Oil Search, which is realigning its business to focus on the booming LNG sector, said on Tuesday it was also making its first foray into coal seam gas in Papua New Guinea, with hopes that discoveries could combine with existing gas resources to help expand its LNG business.
Oil Search said it was in advanced talks to finalise the sale of a stake in the Papua New Guinea LNG (PNG LNG) project to Abu Dhabi government-owned International Petroleum Investment Co, and expects to announce details shortly.
Analysts said Oil Search was likely to get more for the sale than the implied A$8 per share AGL Energy Ltd received when it sold its 3.6% stake in the project for $800 million last year, given the significant progress the project has made since then.
“The move would provide the balance sheet required to fund the PNG LNG capital expenditure commitments and further growth projects being targeted, whilst negating fears of a capital raising,” Citigroup’s analyst Di Brookman said in a note.
Shares in Oil Search climbed as much as 6.7% to a 13-month high of A$6.19. It was up 5.9% at A$6.14 by 10:46am, compared with a 0.1% slide in the broader index.
With its revenue hit by a steep fall in oil prices, analysts have previously questioned Oil Search’s ability to fund its near-30% equity position in the PNG LNG project, with some investors speculating it would need to conduct an equity raising. The total cost of developing the project is estimated at between $11-$12.5 billion.

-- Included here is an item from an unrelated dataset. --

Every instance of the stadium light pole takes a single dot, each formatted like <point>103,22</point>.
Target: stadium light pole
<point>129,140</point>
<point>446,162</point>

Oil Search managing director Peter Botten said the stake sale would substantially boost its balance sheet and doused speculation it would have to go to the market for more cash.
Botten didn’t rule out a potential further equity sale in the LNG project, adding that it may consider it in future if it needs more money to support a growing exploration programme or a possible expansion of the LNG project.

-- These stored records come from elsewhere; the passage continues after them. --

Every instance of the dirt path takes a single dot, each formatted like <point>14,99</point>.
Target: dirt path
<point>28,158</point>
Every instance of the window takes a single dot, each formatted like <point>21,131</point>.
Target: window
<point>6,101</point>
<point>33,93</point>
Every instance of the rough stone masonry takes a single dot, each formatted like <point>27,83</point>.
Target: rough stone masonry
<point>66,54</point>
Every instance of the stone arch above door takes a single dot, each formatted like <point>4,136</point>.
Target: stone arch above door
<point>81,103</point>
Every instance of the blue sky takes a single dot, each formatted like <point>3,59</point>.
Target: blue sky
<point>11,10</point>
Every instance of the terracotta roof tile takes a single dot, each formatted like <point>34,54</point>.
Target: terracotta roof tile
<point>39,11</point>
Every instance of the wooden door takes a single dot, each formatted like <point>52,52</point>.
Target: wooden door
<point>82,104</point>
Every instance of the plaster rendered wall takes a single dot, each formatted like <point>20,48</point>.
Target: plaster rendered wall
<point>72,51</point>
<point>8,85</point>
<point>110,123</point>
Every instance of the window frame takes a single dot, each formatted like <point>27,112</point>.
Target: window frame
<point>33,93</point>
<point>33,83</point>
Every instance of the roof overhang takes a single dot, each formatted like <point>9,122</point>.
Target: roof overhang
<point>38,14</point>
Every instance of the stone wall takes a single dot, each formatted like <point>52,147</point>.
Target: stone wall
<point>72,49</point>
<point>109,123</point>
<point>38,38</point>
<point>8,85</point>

Oil Search reiterated that the two-train PNG LNG project, which will have an annual output of 6.3 million tonnes, was on track for a final investment decision in the fourth quarter and for first gas in late 2013 or early 2014.
The other partners in the project are Santos Ltd, Nippon Oil Corp and PNG landowners.

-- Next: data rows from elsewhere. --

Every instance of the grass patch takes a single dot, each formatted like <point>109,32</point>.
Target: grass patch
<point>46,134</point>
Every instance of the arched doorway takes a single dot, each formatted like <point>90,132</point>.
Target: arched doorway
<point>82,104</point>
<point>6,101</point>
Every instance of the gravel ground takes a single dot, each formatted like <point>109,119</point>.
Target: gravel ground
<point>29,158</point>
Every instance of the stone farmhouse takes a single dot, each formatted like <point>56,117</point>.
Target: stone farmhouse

In a surprise move to boost its gas reserves, Oil Search said it had acquired exploration licenses, covering a total area of 17,500 square kilometres, to explore for coal seam gas in Papua New Guinea.
“The acreage acquired provides us with a dominant position in this new play type in PNG and complements the company’s strong position in conventional gas,” Botten said.
Coal seam gas is methane gas that can be found within coal deposits and can be extracted when pressure on the coal seam is reduced, usually by removal of water from the seam.
Botten said venture partners for the PNG LNG project are now studying the economics of third-train expansion, focusing on timing, cost synergies and gas requirements.
Although Botten conceded that there are too many LNG projects in the region that are targeting development in the 2015-2020 timeframe, he said some could be put on a backburner because they can’t secure buyers for the gas.
“If we’re able to put together a good package for gas expansion, then PNG LNG would be a lot more competitive than anybody else’s in the region,” he said.
The company posted a 73.3% fall in half-year net profit to $35.6 million, its first profit decline in seven years, due to lower production and a steep fall in oil prices.